Ryanair carries most international passengers of any airline in the world. Most of these are short hop European flight. They have cheap tickets, and the cheesiest nickle-and-diming fee structure imaginable. For example, they charge you money, I think it's five euros, as an online check-in fee. But you have to check in online. There is no airport check in available. Your base fare might be only twenty euros, but they charge extra for everything. The obvious jokes about "insert two euros to start the flow of oxygen, then place the mask over your nose and mouth, securing behind your head with the optional (one euro) elastic strap," have all been made. The company even makes the jokes.

It's a little scary because you can't tell when they're serious. The Irish accent is hard to take seriously -- sorry, Irish people, some kind of cultural thing. They're semi-serious about eliminating the copilot, according to this Salon article.

I'm not in a position to replay the YouTube clip out loud right now, so you'll have to tell my why my notes for this post say "strip poker." And if it doesn't make sense, I'll have to make something up about Ryanair getting passengers to play strip poker for available seats, in order to facilitate security screening.

9 comments:

nec Timide said...

Your notes are accurate.

Anonymous said...

He's great to watch isn't he?

I would never fly Ryanair but I love his publicity.

Unknown said...

been there! nice shiny modern fleet, gung-ho pilots (fastest, bounciest taxi, almost a drift at the r/way turnround, then "balls to the wall" from a fast rolling start :-) ) all crew smart and attentive.....yes, they do screw you for everything except the air you breathe, but a 2-hour flight for less than the cost of 500 miles driving, is, imho, fantastic value from MOL's aerial cattle-trucks.
I'm sure a lot of his publicity-generating "ideas" are tongue in cheek.

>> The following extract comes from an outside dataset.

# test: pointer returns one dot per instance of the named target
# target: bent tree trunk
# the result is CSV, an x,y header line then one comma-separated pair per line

Pay for the toilet and discard seating, strap the punters in standing. being 2 that come to mind.

cheap and safe , but he'd probably go one-pilot ops like a shot, if it were legalised!.

sean said...

This post was very well timed for me. As you are discussing the training relationship between pilot and co-pilot, I had just finished reading Captain Dave's accounts of that very training relationship.

I would recommend reading it as a companion to this post.

Aviatrix said...

Sean: there's a post coming next week that includes notes on the kind of captain Dave isn't.

Anonymous said...

As a Brit, I've found his flights less than attractive, and would rather pay more to fly with another shop at the start and finish of a decent holiday.

bruce

Anonymous said...

The day of the single pilot airliner... Oh, yeah, it is coming, for sure. As soon as the public accepts that, wait for the pilotless cockpit with only a computer technician riding along... The drone pilot will be sitting at company headquarters.

Sarah said...

As soon as the public accepts that, wait for the pilotless cockpit with only a computer technician riding along...The day of the single pilot airliner... Oh, yeah, it is coming, for sure. -- Captain Dave.

As a programmer, the I shudder at the thought of software alone responsible for hundreds of lives. As a technician, I'd have to say the tech wouldn't be riding along. He or she'd be sure to keep a pager on thoug, just in case.

Dutch M said...

Nothing wrong with Ryanair. You get what you pay for. Just leave everything at home you won't use anyway and you comfortably travel lightweight for a city trip or short business trip, on time, cheap. Plan pre and post flight transport carefully and even that works out fine. Done that many times.

Don't worry about the single pilot or toilet charges, that's just marketing gimmicks to get attention.